Este viernes 25 de septiembre del 2020, el presidente de la República, Lenín Moreno, objetó totalmente el proyecto de Ley de Código de la Salud, que le remitiera la Asamblea el 27 de agosto. Por lo que recién podría ser tramitado otra vez por el Legislativo en un año.

«El COS contiene un extenso desarrollo de temas de índole técnico en materia de salud que adolece de imprecisiones, de definiciones erróneas y una estructura del sistema de salud poco clara en competencias y responsabilidades, carece de una verdadera actualización en cuanto a enfoque y contenidos acorde a requerimientos de la sociedad y el mundo», dijo Johana Pesántez, secretaria Jurídica de Carondelet.

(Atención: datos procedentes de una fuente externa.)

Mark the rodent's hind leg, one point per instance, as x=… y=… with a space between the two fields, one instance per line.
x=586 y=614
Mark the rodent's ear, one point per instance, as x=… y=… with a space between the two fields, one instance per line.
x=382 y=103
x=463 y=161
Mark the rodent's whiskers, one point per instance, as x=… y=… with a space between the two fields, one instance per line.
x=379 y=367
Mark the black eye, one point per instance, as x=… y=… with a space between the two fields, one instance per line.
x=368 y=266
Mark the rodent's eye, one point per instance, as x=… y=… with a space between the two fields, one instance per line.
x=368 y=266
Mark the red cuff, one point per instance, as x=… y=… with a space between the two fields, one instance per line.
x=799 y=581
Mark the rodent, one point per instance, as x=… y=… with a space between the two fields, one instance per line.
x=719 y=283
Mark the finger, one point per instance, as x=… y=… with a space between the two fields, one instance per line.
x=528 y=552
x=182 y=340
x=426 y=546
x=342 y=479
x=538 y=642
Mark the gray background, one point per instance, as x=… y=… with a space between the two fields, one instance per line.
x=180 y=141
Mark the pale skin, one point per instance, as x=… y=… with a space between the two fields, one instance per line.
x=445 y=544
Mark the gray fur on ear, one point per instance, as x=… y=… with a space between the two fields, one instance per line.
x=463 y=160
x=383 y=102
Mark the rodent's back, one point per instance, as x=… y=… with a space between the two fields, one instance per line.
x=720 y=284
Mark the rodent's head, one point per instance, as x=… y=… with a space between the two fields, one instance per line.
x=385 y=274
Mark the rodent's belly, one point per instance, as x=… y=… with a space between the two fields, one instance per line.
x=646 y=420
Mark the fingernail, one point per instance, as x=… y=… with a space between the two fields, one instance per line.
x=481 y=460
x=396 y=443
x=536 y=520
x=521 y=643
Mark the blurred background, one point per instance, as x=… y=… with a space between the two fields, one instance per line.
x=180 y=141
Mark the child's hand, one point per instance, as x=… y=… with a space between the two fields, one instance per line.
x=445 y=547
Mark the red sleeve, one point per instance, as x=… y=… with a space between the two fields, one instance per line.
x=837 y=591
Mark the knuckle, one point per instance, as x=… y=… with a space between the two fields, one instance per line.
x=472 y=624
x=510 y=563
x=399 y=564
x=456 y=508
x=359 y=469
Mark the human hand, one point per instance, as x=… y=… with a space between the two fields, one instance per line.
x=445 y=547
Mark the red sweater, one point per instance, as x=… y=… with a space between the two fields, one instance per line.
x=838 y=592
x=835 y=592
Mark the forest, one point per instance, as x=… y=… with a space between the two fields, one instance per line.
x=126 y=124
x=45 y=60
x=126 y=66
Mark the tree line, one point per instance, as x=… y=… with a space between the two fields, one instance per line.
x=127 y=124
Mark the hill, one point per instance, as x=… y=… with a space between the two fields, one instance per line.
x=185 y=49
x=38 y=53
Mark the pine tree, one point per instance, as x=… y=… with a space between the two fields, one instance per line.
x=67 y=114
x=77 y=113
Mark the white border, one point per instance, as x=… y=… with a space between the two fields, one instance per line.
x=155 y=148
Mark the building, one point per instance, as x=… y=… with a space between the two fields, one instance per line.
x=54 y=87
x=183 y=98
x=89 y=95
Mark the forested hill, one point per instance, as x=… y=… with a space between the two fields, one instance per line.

Consultada en torno a si las presiones de grupos religiosos en contra de las atenciones a las emergencias obstétricas, que garantizaba el articulado, dieron lugar al veto, Pesántez aseguró «estamos en un estado laico y tal como lo dice la Constitución así debe actuarse, ha sido un tema técnico y profesional, que corresponde con lo que el Ministro y Viceministro han explicado, no tiene que ver con temas de presiones, es un trabajo técnico y profesional, como corresponde que el Ministerio de Salud y la Secretaría Jurídica por cualquier tema».

Además reiteró que el artículo 138 de la Constitución dice que si la Presidencia objeta totalmente el proyecto, la Asamblea podrá volver a considerarlo luego de un año contado a partir de la fecha de la objeción.

Según Juan Carlos Zevallos, ministro de Salud, uno de los problemas del proyecto es que no trae ningún articulado sobre cómo actuar ante una pandemia, por ejemplo la que vive el mundo, del covid-19. «No tiene nada sobre la vigilancia epidemiológica que requiere una pandemia, vigilancia genómica para saber cómo cambia un virus; tampoco incluye lo que hemos sufrido estrés, suicidios, violencia doméstica, más violaciones».

Zevallos también sostuvo que el Código de la Salud imposibilita la práctica médica, «al crear 172 sanciones administrativas, para los profesionales de la salud, tanto a nivel público como privado, generaría un altísimo costo y prácticamente tendríamos que entrar con un abogado a cada consulta médica. Y se afectaría la independencia del IESS, que es de los afiliados y no tiene recursos públicos y este código objeta esa independencia».